New York’ta Cezaevlerinde Kriz: Personel Eksikliği Tahliyelere Yol Açtı
ABD’nin New York eyaletinde, cezaevlerinde yaşanan personel krizi, beklenmedik bir uygulamayı beraberinde getirdi. 2 binden fazla cezaevi çalışanının, sendika onayı olmaksızın greve gitmeleri nedeniyle işten çıkarılmasının ardından, hafif suçlardan hüküm giymiş bazı mahkumların erken tahliye edileceği açıklandı.
New York Ceza İnfaz ve Topluluk Denetim Kurumu Müdürü Daniel Martuscello, cezaevi yöneticilerine gönderdiği yazılı talimatta, cezasının bitmesine 15 ila 110 gün kalan mahkumlar için erken tahliye sürecinin başlatılmasını istedi.

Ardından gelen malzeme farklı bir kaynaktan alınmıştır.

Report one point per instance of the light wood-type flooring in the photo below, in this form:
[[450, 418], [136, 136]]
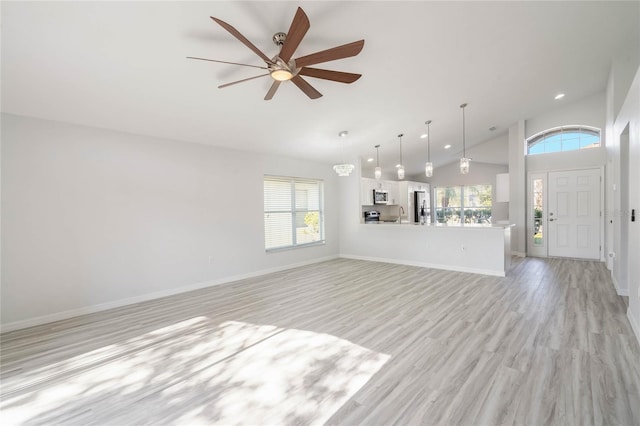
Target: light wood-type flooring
[[341, 342]]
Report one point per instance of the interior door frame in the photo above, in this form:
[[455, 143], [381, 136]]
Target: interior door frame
[[544, 251]]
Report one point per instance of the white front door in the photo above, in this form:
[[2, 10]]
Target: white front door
[[574, 214]]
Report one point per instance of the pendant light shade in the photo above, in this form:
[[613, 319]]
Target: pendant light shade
[[378, 171], [400, 167], [428, 166], [464, 161], [343, 169], [428, 169]]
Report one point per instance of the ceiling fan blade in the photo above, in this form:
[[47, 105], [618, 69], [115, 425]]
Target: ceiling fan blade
[[272, 90], [243, 39], [339, 76], [340, 52], [299, 27], [240, 81], [225, 62], [306, 87]]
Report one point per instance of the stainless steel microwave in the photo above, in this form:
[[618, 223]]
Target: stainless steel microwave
[[380, 196]]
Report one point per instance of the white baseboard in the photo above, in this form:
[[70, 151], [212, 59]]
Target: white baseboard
[[634, 325], [427, 265], [44, 319], [620, 291]]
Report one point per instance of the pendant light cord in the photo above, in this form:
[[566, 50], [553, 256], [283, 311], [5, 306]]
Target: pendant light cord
[[429, 141], [464, 145]]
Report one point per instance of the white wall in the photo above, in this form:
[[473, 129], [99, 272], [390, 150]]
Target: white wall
[[479, 173], [517, 188], [629, 115], [94, 218], [587, 111]]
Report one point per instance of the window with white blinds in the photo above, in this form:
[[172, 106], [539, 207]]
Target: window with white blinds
[[293, 212]]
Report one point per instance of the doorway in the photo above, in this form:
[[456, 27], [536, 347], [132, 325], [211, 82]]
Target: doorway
[[565, 214]]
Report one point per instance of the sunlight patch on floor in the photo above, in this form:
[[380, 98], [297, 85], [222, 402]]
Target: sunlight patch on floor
[[195, 372]]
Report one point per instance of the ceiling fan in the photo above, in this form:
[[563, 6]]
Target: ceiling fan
[[283, 68]]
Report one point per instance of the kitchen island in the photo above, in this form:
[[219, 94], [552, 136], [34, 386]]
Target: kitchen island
[[476, 248]]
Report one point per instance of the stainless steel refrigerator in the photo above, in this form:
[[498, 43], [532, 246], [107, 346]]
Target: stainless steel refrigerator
[[420, 206]]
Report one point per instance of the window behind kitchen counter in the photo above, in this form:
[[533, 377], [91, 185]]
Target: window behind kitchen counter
[[473, 200], [293, 212]]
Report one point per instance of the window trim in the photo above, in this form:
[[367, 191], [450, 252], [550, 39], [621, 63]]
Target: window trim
[[293, 211], [540, 137], [463, 196]]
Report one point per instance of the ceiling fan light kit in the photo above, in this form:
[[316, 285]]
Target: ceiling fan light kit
[[283, 68], [464, 161]]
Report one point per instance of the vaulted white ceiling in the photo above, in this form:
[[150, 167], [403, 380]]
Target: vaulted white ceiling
[[123, 66]]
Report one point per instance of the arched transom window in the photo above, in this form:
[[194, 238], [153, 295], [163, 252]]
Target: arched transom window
[[564, 138]]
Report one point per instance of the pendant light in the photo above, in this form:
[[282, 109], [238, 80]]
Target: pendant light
[[400, 166], [464, 161], [378, 172], [428, 166], [345, 168]]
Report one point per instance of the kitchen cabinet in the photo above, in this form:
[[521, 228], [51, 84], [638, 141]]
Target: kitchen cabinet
[[367, 186], [394, 191]]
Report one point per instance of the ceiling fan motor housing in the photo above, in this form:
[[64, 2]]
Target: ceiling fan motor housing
[[279, 38]]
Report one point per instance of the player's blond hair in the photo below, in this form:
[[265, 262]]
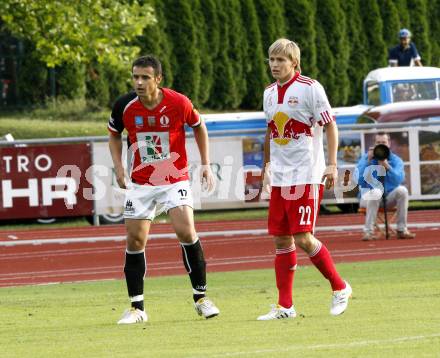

Bu karar, özellikle son dönemde Trump yönetiminin desteklediği verimlilik politikalarının bir sonucu olarak değerlendiriliyor.
Tahliyeler Sadece Hafif Suçluları Kapsayacak
Martuscello, kamuoyundaki güvenlik kaygılarını gidermek adına, erken tahliye kapsamında cinsel suçlar, şiddet suçları, cinayet, terör ve kundaklama gibi ağır suçlardan hüküm giymiş kişilerin bulunmayacağını net şekilde ifade etti.
Yetkililer, erken salıverilen mahkumların toplum içinde denetimli serbestlik kapsamında takip edileceğini ve kamu güvenliği açısından risk taşımadıklarını savunuyor.
Grev Kararı Cezaevi Sistemini Felç Etti
17 Şubat’ta başlayan grev, personel yetersizliği, zorunlu fazla mesai ve insanlık dışı çalışma koşullarını protesto eden cezaevi görevlilerinin çağrısıyla başlamıştı. Ancak grev, sendika onayı olmadan başlatıldığı gerekçesiyle New York Valisi Kathy Hochul tarafından yasa dışı ilan edildi. Vali, grev süresince cezaevlerinin işleyişini sürdürebilmek için Ulusal Muhafızları devreye sokmuştu.
Yetkililer, iki kez müzakere yoluyla grevi sonlandırmaya çalıştı ancak bu çabalar sonuçsuz kaldı. Son olarak 10 Mart’ta anlaşma sağlandı fakat, çağrıya rağmen görevine dönmeyen 2 binin üzerindeki memurun iş akdinin feshedildiği açıklandı.
Trump Döneminin Yansıması mı?
Uzmanlar, bu kararın, Donald Trump’ın kamu hizmetlerinde “daha az personelle daha fazla verim” politikalarının bir uzantısı olduğuna dikkat çekiyor. Özellikle Cumhuriyetçi çevreler, kamu kurumlarındaki “şişkin kadroların” azaltılması gerektiğini savunurken, bu durumun doğrudan cezaevi sisteminde test edilmeye başlandığı yorumları yapılıyor.
Ancak eleştirmenler, bu yaklaşımın adalet sisteminde güvenlik ve iş güvencesi gibi temel ilkeleri zayıflattığına işaret ediyor. Cezaevlerinde yeterli personel olmadan sürdürülen hizmetlerin mahkum haklarını ve genel güvenliği tehlikeye atabileceği uyarıları da artıyor.